На следующий день он добрался до гастронома на Волочаевской, с минуту колебался, разглядывая витрины, потом вошел в магазин со двора. В конце коридора он увидел комнату, похожую на аквариум. За прозрачной стеной сидели лицом к лицу две женщины в белых халатах, в одинаковых мохеровых шарфах и пили из банок компот «Ассорти» Они объяснили, как найти Георгия Васильевича.
У кабинета директора топтались мужчины с портфелями. Вторушина обожгла догадка: оперативники проводят облаву на «блатных» клиентов. Не останавливаясь, он прошел мимо, собираясь дать деру, но в этот момент дверь распахнулась, в проеме возник Прохоров.
— Кого я вижу! — воскликнул он, словно увидел старого приятеля, и, не обращая внимания на встрепенувшуюся очередь, завел Вторушина в кабинет. Говорили о детях, о погоде, об экономике и трудностях торговли. Вторушин, в основном, поддакивал, нервничал, поглядывая на дверь.
Потом они спустились в подвал, где услужливая кладовщица стала взвешивать гостю дефицитные продукты. Вторушин, одуревший от невиданного изобилия, ругал себя, что захватил всего пятьдесят рублей…
Вскоре он покинул гастроном, унося тяжелую сумку. Ему казалось, что сидевшие во дворе старухи слишком пристально смотрят на него. К тому же тощий пес, очарованный запахами, брел за Вторушиным до самой остановки, как бы привлекая внимание к содержимому сумки.
Взмокший от напряжения экономист ввалился в свою квартиру и только тогда перевел дыхание.
Вечером семейство с восторгом лопало редкие продукты, и Вторушин чувствовал себя добытчиком.

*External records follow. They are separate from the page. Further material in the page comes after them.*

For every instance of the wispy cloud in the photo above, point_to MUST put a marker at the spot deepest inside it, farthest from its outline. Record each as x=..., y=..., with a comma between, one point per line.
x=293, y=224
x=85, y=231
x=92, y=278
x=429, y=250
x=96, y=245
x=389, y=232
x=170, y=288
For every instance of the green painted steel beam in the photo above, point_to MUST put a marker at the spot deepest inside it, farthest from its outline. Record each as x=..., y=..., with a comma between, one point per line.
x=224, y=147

Через месяц он повторил визит к Прохорову. На этот раз он держался гораздо уверенней. Да и денег прихватил достаточно, чтоб хватило на все.
— Даже не знаю, как вас отблагодарить, — бормотал он.

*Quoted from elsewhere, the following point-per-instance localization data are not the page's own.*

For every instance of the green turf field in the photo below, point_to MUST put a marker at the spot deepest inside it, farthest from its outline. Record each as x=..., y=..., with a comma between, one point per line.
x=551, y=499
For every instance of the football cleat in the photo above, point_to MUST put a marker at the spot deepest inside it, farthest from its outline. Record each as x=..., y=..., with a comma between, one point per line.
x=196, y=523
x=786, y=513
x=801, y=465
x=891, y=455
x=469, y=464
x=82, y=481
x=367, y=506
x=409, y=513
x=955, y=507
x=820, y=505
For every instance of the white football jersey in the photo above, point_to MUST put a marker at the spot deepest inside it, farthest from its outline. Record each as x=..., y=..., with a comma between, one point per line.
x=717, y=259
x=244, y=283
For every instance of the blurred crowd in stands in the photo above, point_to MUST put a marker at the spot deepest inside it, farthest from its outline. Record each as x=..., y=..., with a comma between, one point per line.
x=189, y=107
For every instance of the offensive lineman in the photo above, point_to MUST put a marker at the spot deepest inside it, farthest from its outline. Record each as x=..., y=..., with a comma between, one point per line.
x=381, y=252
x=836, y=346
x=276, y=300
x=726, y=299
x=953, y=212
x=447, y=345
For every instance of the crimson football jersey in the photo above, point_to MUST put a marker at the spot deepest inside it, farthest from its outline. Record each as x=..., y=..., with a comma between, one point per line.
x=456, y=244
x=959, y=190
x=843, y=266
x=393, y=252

— Пустяки, — улыбался Прохоров. — Сочтемся! Студенту поможете?
— Какому студенту? — опешил Вторушин. Директор гастронома ткнул себя в грудь, засмеялся: — Заочник института торговли! Заколебали меня эти курсовые… А для вас работы — на пару вечеров.

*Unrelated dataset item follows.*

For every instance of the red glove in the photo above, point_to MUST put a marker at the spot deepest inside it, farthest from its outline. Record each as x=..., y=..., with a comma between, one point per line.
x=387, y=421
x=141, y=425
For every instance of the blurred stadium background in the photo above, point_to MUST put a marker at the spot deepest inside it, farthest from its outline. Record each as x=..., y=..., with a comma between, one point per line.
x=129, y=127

— Да-да, конечно, — кивнул Вторушин. — Если смогу.
— Сможете! — уверенно сказал Прохоров. — И вообще давай на «ты».
— Давай, — вяло согласился Вторушин.
Курсовую работу он выполнил на «отлично».
ГВОЗДЬ ПРОГРАММЫ
Село Шаврино жило ожиданием. Заезжие гастролеры колесили в окрестностях и не сегодня завтра грозились войти в Шаврино. Ползали слухи насчет умнейшей обезьяны, знающей пятьсот слов. Неизбалованные звездами эстрады шавринцы подолгу стояли у розовой афишки на дверях клуба. В самом низу афишки было написано чернилами: «При участии живой обезьяны Ляли».
Концерт должен был состояться в воскресенье. За час до начала зал был полон. У дальней стены резвился молодняк и курил местный хулиган. Начальство с семьями расположилось в первых рядах. Интерес к концерту был так велик, что были перенесены две свадьбы и одно собрание.